Hopes are eventually to be open six days a week and perhaps receive and sell original artwork, she said. Serenity Showcase is just a few steps west of the thrift store, near KSQM.

Muñoz, 54, has worked for Serenity House for 15 years and also has a background in high-end estate sales, so she knows the value of classic pieces.

“The response has been good and very well received,” Muñoz said, adding that the Showcase’s inventory has cycled through at least four times since February and it’s always changing. “Until we’re able to open a new store in Port Angeles, we will be having more furniture at the thrift shop and here.”

Donors, volunteers and shoppers are the lifeblood of the thrift store and Muñoz said they always can use more of all of them. Call 683-8269 to arrange for pickup of large items — pickup and delivery for bulky items is Wednesday-Friday by appointment. Boxes of small items may be donated at the rear of the thrift store at 551 W. Washington St. from 10 a.m.-4 p.m. Monday-Friday; 10 a.m.-2 p.m. Saturday; and 11 a.m.-3 p.m. Sunday.

A word to the wise about donations — only donate what you would buy yourself.

“Items must be in good salable condition from a smoke-free home. I have to be pretty particular about what I take in and I’m not trying to be snobby,” Muñoz said, explaining that money spent on sending unusable items to the dump takes it out of the hands of the homeless. “We sell items that are not broken, stained, chipped or moth-eaten. Everything is to be washed and has to be ready to go and all donations are tax deductible.”

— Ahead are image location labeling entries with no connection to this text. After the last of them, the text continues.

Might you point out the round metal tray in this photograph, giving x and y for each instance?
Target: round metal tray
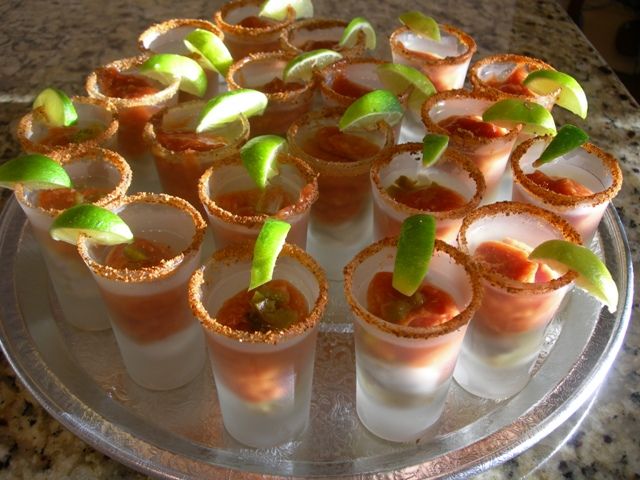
(80, 379)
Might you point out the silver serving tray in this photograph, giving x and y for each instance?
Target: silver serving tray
(80, 379)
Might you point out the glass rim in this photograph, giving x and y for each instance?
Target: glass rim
(464, 138)
(158, 29)
(234, 29)
(243, 251)
(510, 209)
(302, 204)
(342, 168)
(68, 156)
(450, 155)
(404, 331)
(559, 200)
(275, 97)
(464, 38)
(323, 75)
(26, 123)
(177, 156)
(320, 23)
(156, 272)
(93, 88)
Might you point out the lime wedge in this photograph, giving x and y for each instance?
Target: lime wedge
(99, 224)
(259, 156)
(593, 276)
(351, 33)
(213, 53)
(534, 118)
(302, 66)
(167, 67)
(35, 172)
(421, 24)
(398, 78)
(415, 249)
(568, 138)
(277, 9)
(433, 146)
(57, 107)
(228, 106)
(572, 96)
(371, 108)
(266, 250)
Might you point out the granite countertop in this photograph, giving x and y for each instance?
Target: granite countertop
(58, 42)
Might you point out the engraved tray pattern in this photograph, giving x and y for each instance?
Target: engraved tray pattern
(80, 379)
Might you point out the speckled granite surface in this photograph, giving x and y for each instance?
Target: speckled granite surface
(57, 42)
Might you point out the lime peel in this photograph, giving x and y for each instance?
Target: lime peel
(416, 243)
(36, 172)
(266, 250)
(259, 156)
(99, 224)
(593, 275)
(568, 138)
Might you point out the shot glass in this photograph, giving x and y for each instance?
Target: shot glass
(403, 373)
(346, 80)
(135, 99)
(228, 194)
(246, 33)
(287, 101)
(182, 156)
(445, 62)
(490, 154)
(588, 165)
(263, 379)
(161, 343)
(96, 127)
(456, 187)
(316, 33)
(168, 37)
(101, 177)
(505, 73)
(505, 336)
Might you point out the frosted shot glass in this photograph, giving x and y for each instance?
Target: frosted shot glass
(227, 183)
(588, 165)
(101, 177)
(505, 336)
(403, 373)
(263, 379)
(160, 341)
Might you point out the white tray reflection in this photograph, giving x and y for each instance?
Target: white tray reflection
(80, 380)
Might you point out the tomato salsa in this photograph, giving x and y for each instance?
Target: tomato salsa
(428, 307)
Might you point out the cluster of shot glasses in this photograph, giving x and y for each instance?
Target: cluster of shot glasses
(163, 317)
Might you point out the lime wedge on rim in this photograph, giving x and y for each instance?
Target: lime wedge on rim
(228, 106)
(99, 224)
(421, 24)
(433, 147)
(259, 156)
(415, 249)
(371, 108)
(534, 118)
(397, 78)
(213, 53)
(572, 96)
(167, 67)
(57, 107)
(352, 31)
(302, 66)
(569, 137)
(35, 172)
(266, 250)
(593, 276)
(277, 9)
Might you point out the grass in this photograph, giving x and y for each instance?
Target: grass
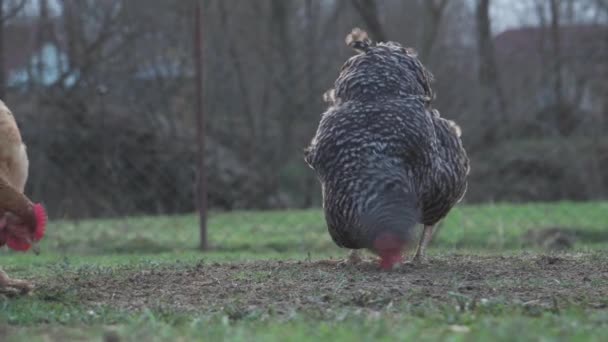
(119, 247)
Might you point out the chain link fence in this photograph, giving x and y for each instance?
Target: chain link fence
(104, 93)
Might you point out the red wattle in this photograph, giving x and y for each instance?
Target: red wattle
(41, 220)
(17, 244)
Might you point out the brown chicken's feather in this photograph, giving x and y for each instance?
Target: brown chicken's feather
(13, 170)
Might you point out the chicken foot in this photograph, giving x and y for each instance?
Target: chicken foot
(425, 239)
(11, 286)
(354, 258)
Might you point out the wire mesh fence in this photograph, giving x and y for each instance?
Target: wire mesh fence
(105, 95)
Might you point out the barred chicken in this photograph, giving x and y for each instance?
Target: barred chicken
(22, 223)
(385, 158)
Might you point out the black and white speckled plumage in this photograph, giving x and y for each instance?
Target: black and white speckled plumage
(385, 159)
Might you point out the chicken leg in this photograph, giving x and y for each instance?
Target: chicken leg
(425, 239)
(11, 286)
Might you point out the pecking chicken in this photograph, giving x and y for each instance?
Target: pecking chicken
(385, 158)
(22, 222)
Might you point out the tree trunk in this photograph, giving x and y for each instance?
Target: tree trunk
(557, 60)
(368, 10)
(493, 104)
(433, 13)
(2, 70)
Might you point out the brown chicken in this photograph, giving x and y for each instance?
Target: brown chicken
(22, 222)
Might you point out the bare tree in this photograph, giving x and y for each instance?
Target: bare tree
(4, 17)
(368, 10)
(493, 102)
(434, 10)
(556, 49)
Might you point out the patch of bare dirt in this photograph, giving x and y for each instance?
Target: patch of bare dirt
(282, 287)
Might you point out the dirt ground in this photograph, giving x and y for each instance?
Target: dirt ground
(284, 287)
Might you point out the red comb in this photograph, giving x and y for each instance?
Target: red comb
(41, 219)
(17, 244)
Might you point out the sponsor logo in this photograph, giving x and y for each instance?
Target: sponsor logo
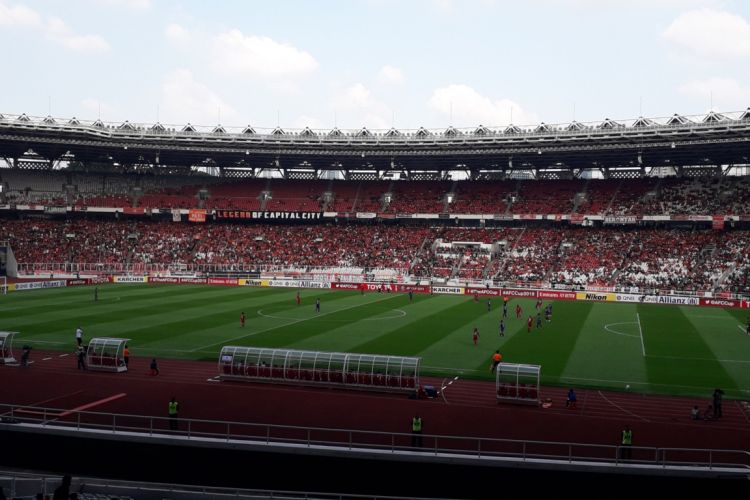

She will accept clothing from smokers as long as it’s been recently washed and stored away from a smoky environment, Muñoz said.

Supporting programs

In Clallam County, Serenity House maintains shelter, housing resources, drop-in and housing programs. A brief synopsis of its services follows:

• Single Adult Shelter for men and women 18 and older, with room/board, meals and case management in Port Angeles;

• Family Shelter for short-term emergency shelter for families/minor children in Port Angeles and Sequim;

• Youth &Young Adult Services with drop-in service centers, food, housing, work-readiness for ages 17-24 at Dream Center in Port Angeles and Safe Harbor in Sequim;

• Housing programs and employment assistance, with temporary traditional housing for families with children/individuals with supportive services to transition from homelessness to permanent stable housing;

• Rental assistance with supportive services for families with children/individuals.

• Rental assistance for move-in or prevention of homeless, pays for rent or move-in deposits to help families/individuals solve housing emergencies.

• Economic Opportunities Initiative, for all ages, job-readiness and financial independence classes, workshops, hands-on work and community service placements to build employability and self-reliance.

• Permanent Supportive Housing, to help stabilize the lives of chronically homeless individuals and families countywide.

Call 452-7224 to get more information on Serenity House’s programs or call/visit its Housing Resource Centers in Port Angeles, 565-5041, 520 E. First St.; Sequim, 477-4918, 583 W. Washington St.; or Forks, 360-203-7107, 287 Founders Way. Shelter donations always needed are paper coffee cups, coffee, creamer, sugar and individually wrapped healthy snacks; drop-off at the Sequim store.

“I like what I’m doing because we make a difference and the money will stay in our community,” Muñoz said. “We’re able to do our mission because of our generous community and amazing volunteers who put in lots of hours.”